Attacks against AES are transferrable to WPA if you use AES instead of TKIP (AES is preferred). Bottom line: by not using a cryptographically secure key for AES encryption, you are increasing the chances of a successful brute-force attack.

pfarrell
2006-11-22, 08:56
grimholtz wrote:
> Attacks against AES are transferrable to WPA if you use AES instead of
> TKIP (AES is preferred). Bottom line: by not using a cryptographically
> secure key for AES encryption, you are increasing the chances of a
> successful brute-force attack.

Any one who considers arithmetical methods of producing random digits
is, of course, in a state of sin.
John von Neumann, 1951, quoted by Knuth

all true, but the first question in any discussion of cryptography is
"what is the value of the resource?" and then "what attacks are expected?"

For 99% of folks, the value of the resource is pretty small, and the
typical attack is someone freeloading off your WiFi to get free access.
In my house, I can see four neighbor's WiFi access points, none
with serious security. I live in a fairly spread out suburb.
My daughter lives in an apartment near a college campus, she
can see a dozen unprotected WiFi points.

If you have lots of financial information on your computers, or are
running a porn website out of your basement, you have higher
concerns. If you are just protecting some music on a slimserver,
there are other things to worry about than the strength of
your crypto keys.


--
Pat
http://www.pfarrell.com/music/slimserver/slimsoftware.html

radish
2006-11-22, 10:12
Attacks against AES are transferrable to WPA if you use AES instead of TKIP (AES is preferred). Bottom line: by not using a cryptographically secure key for AES encryption, you are increasing the chances of a successful brute-force attack.
This isn't quite true. When attacking a WPA2-AES network you have two choices - attack AES or attack WPA. Attacking AES requires you to brute force (or otherwise derive) the session key (which is generated for you by WPA and as far as I can tell is not dependent on the security of your PSK). Attacking WPA directly will allow you to authenticate as a legitimate client and get your own session key, this negating the need to attack AES.
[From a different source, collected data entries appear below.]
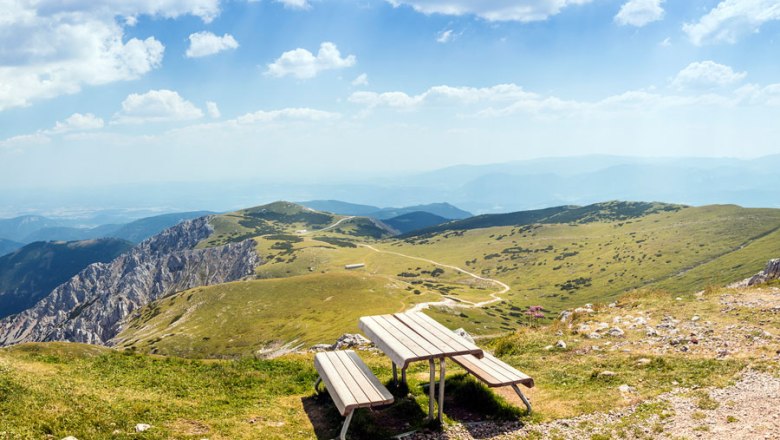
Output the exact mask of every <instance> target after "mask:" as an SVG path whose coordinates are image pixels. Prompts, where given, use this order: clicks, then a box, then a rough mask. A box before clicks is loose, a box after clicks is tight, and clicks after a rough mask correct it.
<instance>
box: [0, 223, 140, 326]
mask: <svg viewBox="0 0 780 440" xmlns="http://www.w3.org/2000/svg"><path fill="white" fill-rule="evenodd" d="M131 247H132V244H131V243H129V242H127V241H124V240H118V239H114V238H103V239H97V240H84V241H70V242H64V241H51V242H36V243H32V244H28V245H27V246H24V247H23V248H21V249H18V250H16V251H14V252H12V253H10V254H7V255H4V256H2V257H0V318H3V317H5V316H8V315H13V314H14V313H18V312H20V311H22V310H25V309H27V308H29V307H32V306H33V305H34V304H35V303H36V302H38V301H39V300H40V299H41V298H43V297H44V296H46V295H48V294H49V293H50V292H51V291H52V290H54V288H55V287H57V286H59V285H60V284H62V283H64V282H65V281H67V280H69V279H70V278H71V277H72V276H74V275H76V274H77V273H79V272H80V271H81V270H82V269H84V268H85V267H87V266H88V265H90V264H92V263H97V262H103V263H105V262H108V261H111V260H113V259H114V258H116V257H117V256H119V254H121V253H123V252H125V251H127V250H128V249H130V248H131Z"/></svg>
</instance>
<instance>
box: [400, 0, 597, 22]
mask: <svg viewBox="0 0 780 440" xmlns="http://www.w3.org/2000/svg"><path fill="white" fill-rule="evenodd" d="M591 1H592V0H478V1H477V0H387V2H389V3H390V4H392V5H393V6H395V7H398V6H404V5H405V6H411V7H412V8H414V10H416V11H418V12H421V13H423V14H444V15H476V16H478V17H480V18H483V19H485V20H488V21H519V22H530V21H540V20H546V19H547V18H548V17H550V16H552V15H556V14H558V13H560V12H561V10H563V9H564V8H566V7H568V6H571V5H582V4H586V3H590V2H591Z"/></svg>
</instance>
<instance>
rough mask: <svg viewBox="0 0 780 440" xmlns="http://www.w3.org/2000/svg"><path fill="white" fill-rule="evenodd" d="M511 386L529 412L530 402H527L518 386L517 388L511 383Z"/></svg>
mask: <svg viewBox="0 0 780 440" xmlns="http://www.w3.org/2000/svg"><path fill="white" fill-rule="evenodd" d="M512 388H513V389H514V390H515V392H516V393H517V395H518V396H520V400H522V401H523V403H524V404H525V407H526V409H527V410H528V414H531V402H529V401H528V398H526V397H525V395H524V394H523V392H522V391H520V388H518V386H517V384H512Z"/></svg>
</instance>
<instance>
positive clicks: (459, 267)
mask: <svg viewBox="0 0 780 440" xmlns="http://www.w3.org/2000/svg"><path fill="white" fill-rule="evenodd" d="M359 246H362V247H365V248H368V249H371V250H372V251H374V252H377V253H380V254H390V255H396V256H399V257H403V258H409V259H412V260H417V261H423V262H425V263H429V264H433V265H434V266H440V267H446V268H448V269H452V270H454V271H456V272H460V273H462V274H464V275H468V276H470V277H472V278H474V279H477V280H480V281H487V282H489V283H493V284H495V285H496V286H498V287H500V288H501V291H499V292H493V293H491V294H490V297H491V298H492V299H489V300H486V301H481V302H478V303H474V302H471V301H465V300H458V301H455V300H453V299H451V298H448V297H446V296H445V297H444V298H445V299H444V300H442V301H430V302H423V303H419V304H415V306H414V307H412V308H411V309H410V310H409V311H410V312H419V311H420V310H424V309H427V308H429V307H431V306H447V307H455V308H462V309H473V308H482V307H485V306H487V305H490V304H493V303H496V302H500V301H503V300H504V299H503V298H501V297H500V296H498V295H502V294H504V293H506V292H509V290H510V289H511V288H510V287H509V285H508V284H506V283H504V282H502V281H499V280H496V279H493V278H485V277H483V276H480V275H477V274H475V273H473V272H469V271H467V270H465V269H463V268H460V267H458V266H453V265H451V264H444V263H439V262H438V261H433V260H429V259H427V258H421V257H414V256H411V255H406V254H402V253H400V252H393V251H384V250H381V249H377V248H375V247H374V246H371V245H369V244H362V243H361V244H359Z"/></svg>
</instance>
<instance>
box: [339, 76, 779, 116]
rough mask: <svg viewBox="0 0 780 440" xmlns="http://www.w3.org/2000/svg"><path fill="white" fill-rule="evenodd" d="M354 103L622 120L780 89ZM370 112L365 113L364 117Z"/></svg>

Simply put: the PSK you generate & enter is not used as the AES key, it's used to protect the AES key. Thus, I still don't believe it need to be any more secure than is required to defeat a dictionary attack.

grimholtz
2006-11-22, 10:35
For 99% of folks, the value of the resource is pretty small
I'm in the 1% you didn't include. I store The Truth on my PCs and transmit it back and forth between them constantly :)


which is generated for you by WPA and as far as I can tell is not dependent on the security of your PSKI thought the PSK is used as the initial key in the key renewal interval (typically 3600 seconds). If you have other info, I'd like to hear about it with references, please.


Attacking WPA directly will allow you to authenticate as a legitimate client and get your own session key, this negating the need to attack AES.I'm not so concerned about someone gaining access to the network as I am with someone snooping encrypted OTA packets. Both have been shown to be enormously difficult with WPA2, but I believe the former is more difficult than the latter.